THE UNWETTABLE BED

  

In one corner of a room to my left is a square bed with a white bedspread.  I am a small boy.  I have to pee.  My father says to go to the bathroom but I go over and pee on the bed frame.  My father tells me to clean it up because somebody will want to sleep in it later.  I ignore him and look closely at the bed.  I notice that the pee is miraculously running off the frame and not a drop is touching the bed or the floor.  It runs along the bed frame and flows across the space between the bed and the wall without any support and then exits the room through a small hole in the wall.
 
 

COMMENTS

 

Dreams are only as good as our ability to understand them.  And our ‘understanding’ is often little more that a projection of our beliefs and opinions.  It would be easy to interpret this dream on a Freudian psychological level, to see it as an authority problem that developed in childhood.  But why would a dream that happened twelve years ago when I was fifty and an authority in my own right try to teach me about my problems with authority, problems that I got over twenty years before.  Perhaps it could be considered a meaningless psychic remnant breaking into consciousness, an old tendency shaken loose from the bottom of my subconscious like a bubble trapped in the mud of a pond breaking on the surface.  But I think not. 

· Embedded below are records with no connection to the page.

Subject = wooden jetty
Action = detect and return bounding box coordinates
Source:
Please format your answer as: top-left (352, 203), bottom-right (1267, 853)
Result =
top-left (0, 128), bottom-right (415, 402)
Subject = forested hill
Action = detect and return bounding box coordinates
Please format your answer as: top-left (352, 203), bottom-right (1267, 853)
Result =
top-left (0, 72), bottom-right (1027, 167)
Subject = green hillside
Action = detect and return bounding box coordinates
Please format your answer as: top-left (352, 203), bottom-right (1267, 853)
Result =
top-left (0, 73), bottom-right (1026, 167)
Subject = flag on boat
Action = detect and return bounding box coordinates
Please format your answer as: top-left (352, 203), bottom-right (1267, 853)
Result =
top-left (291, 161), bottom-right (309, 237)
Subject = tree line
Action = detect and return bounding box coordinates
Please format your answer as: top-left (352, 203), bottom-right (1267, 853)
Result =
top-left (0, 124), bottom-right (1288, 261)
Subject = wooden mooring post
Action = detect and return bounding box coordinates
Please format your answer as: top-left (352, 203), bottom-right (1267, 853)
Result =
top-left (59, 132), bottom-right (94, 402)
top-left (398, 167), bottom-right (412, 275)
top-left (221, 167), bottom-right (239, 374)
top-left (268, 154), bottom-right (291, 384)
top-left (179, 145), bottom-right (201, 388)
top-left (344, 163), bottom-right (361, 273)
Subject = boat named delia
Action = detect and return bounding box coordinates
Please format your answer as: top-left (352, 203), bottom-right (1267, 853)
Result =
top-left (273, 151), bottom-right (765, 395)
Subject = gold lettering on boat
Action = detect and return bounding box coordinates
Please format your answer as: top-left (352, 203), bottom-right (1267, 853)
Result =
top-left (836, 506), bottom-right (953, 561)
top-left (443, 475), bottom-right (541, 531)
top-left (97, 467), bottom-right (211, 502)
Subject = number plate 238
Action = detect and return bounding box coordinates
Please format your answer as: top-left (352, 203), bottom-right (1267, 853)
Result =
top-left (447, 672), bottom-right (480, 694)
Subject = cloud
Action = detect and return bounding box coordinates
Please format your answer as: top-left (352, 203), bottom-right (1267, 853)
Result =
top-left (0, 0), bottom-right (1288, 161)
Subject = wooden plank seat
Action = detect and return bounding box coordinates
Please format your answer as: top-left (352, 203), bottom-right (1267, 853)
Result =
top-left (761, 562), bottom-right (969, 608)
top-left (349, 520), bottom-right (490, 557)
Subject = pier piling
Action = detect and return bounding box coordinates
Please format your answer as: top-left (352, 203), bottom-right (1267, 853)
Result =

Dreams tend to address issues that the soul is dealing with in the present.  And the obsession of my life for much of my adult life has been the purification of my mind.  So I believe this dream is not talking about a psychological problem but is using a psychic remnant to illustrate a spiritual fact.  And that fact is: nothing can contaminate you.  You are inviolate.       

 
How do I come to this interpretation?  The bed is square.  Squares are common Self symbols because, like circles, they are complete in themselves.  The white bedspread probably symbolizes a pure mind.  The bed and the bedspread are resting on the bed frame which I take to be the Self.  When the mind rests in/on the Self it becomes stable and pure.  White is a common symbol of purity. My father represents reason and traditional views, my conditioning.  From this perspective one would naturally think that urinating on a bed would cause the bed to be contaminated. The pee can be taken to represent any negative psychological state. 
 
The dream has the dream ego, the youthful me, ignore conventional wisdom and relieve itself of its impurities.  Many impurities are picked up in childhood when we are self ignorant, so the child is a fitting symbol here.  The voice of reason and authority intervenes and asks the child to clean up his messy mind.  But the dream has the child again ignore the advice and do something quite extraordinary; it has the child investigate to see whether or not the bed and the frame are actually contaminated.  And what does it discover?  It discovers that the Self cannot be contaminated!  The ‘frame’ is the only symbol left to be decoded.  Just a bed is supported by a frame the mind/body/ego is supported by the Self.  There is an important Sanskrit word describing the Self as ‘adisthanam.’  It means ‘the support.’  Without the Self nothing would exist.  It supports everything but nothing supports it. Therefore psychological work will not purify the Self and since the Self is everything that is and I am that Self I am free not to change myself.   What good would it do?